NASA is cautioning that what they are seeing is not definitively water geysers — a proper spectrographic study still needs to be done to determine the cloud’s chemical composition — but that ejected water is the best candidate to explain their observations.

Europa receives a great deal of gravitational influence from Jupiter, creating strong tidal forces within the icy moon, forces that are theorized to keep the subsurface water in a liquid state. The plumes appear to be ejected to an altitude of 201 km (125 miles), then settle back down to the moon’s surface, possibly leaving bright features on the surface ice.
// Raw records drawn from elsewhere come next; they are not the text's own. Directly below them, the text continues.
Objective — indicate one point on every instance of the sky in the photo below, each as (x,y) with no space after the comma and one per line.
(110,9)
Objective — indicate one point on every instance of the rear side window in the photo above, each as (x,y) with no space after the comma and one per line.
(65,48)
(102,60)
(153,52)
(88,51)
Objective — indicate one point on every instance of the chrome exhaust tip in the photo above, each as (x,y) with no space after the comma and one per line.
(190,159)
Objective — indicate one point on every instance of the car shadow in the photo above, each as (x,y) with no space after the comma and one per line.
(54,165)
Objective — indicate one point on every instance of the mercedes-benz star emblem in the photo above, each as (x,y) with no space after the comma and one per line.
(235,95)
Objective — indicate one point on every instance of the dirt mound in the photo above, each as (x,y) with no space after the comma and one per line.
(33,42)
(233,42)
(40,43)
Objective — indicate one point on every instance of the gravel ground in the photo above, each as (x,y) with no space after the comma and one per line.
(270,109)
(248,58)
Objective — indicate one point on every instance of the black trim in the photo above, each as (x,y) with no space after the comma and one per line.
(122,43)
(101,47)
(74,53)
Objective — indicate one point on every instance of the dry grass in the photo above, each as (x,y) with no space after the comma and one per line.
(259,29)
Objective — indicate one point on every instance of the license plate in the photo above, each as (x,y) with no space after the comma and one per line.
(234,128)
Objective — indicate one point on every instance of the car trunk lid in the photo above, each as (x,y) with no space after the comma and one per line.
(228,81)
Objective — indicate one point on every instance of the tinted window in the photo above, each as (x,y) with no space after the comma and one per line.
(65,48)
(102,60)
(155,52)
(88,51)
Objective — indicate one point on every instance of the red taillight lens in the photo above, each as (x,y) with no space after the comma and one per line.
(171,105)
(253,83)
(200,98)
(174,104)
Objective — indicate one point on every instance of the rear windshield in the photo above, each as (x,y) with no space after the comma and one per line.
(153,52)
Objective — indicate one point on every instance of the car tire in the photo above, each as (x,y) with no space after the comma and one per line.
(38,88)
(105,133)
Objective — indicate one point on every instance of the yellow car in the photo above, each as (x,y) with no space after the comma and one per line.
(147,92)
This finding is important in that it offers further evidence of Europa’s subsurface ocean: being between two to three times the size of Earth’s oceans, it is possibly the largest in the solar system. This also means that future missions to the ice-encrusted moon might not have to drill through miles of ice to reach this all-important water to sample it.

“By far the simplest explanation for this water vapor is that it erupted from plumes on the surface of Europa,” the study’s lead author Lorenz Roth, of San Antonio’s Southwest Research Institute. "If those plumes are connected with the subsurface water ocean we are confident exists under Europa’s crust, then this means that future investigations can directly investigate the chemical makeup of Europa’s potentially habitable environment without drilling through layers of ice. And that is tremendously exciting."

Because of the presence of this large body of liquid water, Europa is considered to be an important candidate in the search for extraterrestrial life within our solar system. NASA is currently planning two missions to Europa sometime in the 2020s, starting with an orbiter that will scan the moon, and followed up a few years later with a landing craft.